Atomic Layer Deposition: from molecular chemistry to nanocoatings
Pengmei Yu1, M. Buyukyazi2, C. Bohr2, M. Scigaj1 S. Mathur2 and Mariona Coll1
1 Institut de Ciencia de Materials de Barcelona (ICMAB-CSIC), Campus UAB, 08193 Bellaterra, Barcelona, Spain
2 Institute of Inorganic Chemistry, University of Cologne, Greinstrasse 6, Cologne 50939, Germany
Preparation of functional oxide thin films at low temperatures, over large areas and compatible with low- cost and flexible substrates, offers great industrial potential. The degree of crystal perfection required for these functional oxides varies according to the specific application. Sometimes, high-temperature processing is required for improved functional properties which adds complexity in the materials processing in device integration. Atomic layer deposition (ALD) is a very appealing chemical thin-film deposition method that is unique because ensures excellent large-area uniformity, conformity, and enables simple and atomic layer control of film thickness and composition. Also, ALD offers well controlled interfaces, nanoengineering of smaller and more demanding structures (3D substrates), and uses lower deposition temperatures than traditional vacuum deposition techniques which guarantee low thermal budget and the possibility to use organic or biological substrates. The precursor chemistry is one of the main parameters that determines the processing conditions and ultimately the film properties.
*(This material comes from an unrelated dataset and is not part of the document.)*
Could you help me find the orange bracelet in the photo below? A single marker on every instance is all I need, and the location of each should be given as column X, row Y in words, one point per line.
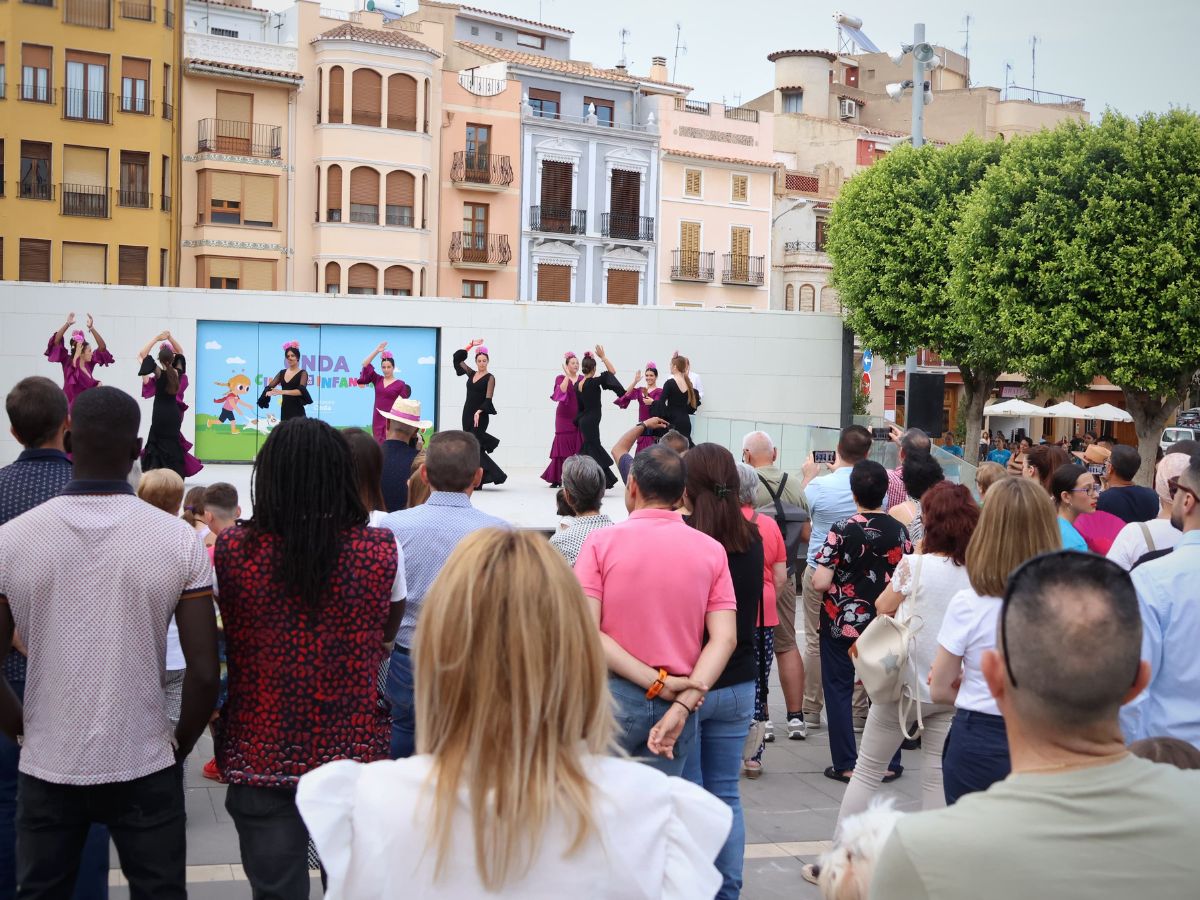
column 657, row 688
In spite of the current variety of commercial precursor for the growth of oxides, there are certain limitations associated with these compounds (stability, volatility, toxicity, handling under inert atmosphere…) therefore, there is an increasing need to develop new or improved precursors for the deposition of functional oxides by ALD. In this work we will present two novel precursors for selected metal oxides. In one case, we demonstrate the use of a cheap, non toxic and easily handling cobalt precursor to prepare Co3O4 thin films and conformal coatings on 3D TiO2/C nanofibers at low temperature (200 ̊C) for more efficient supercapacitors. On the other hand, we present for the first time the use of a single-source heterobimetallic precursor [GdFe(OtBu)6(Py)2] to prepare magnetic GdFeO3, thin films by ALD. The advantages of having the two elements of the final material in a single precursor are threefold: matched stoichiometry, better homogeneity due to the premixed elements and simplified delivery system. To conclude, the combination of novel chemical precursors and ALD opens a plethora of new opportunities to prepare and nanoengineer functional coatings at low temperature with enhanced functionalities.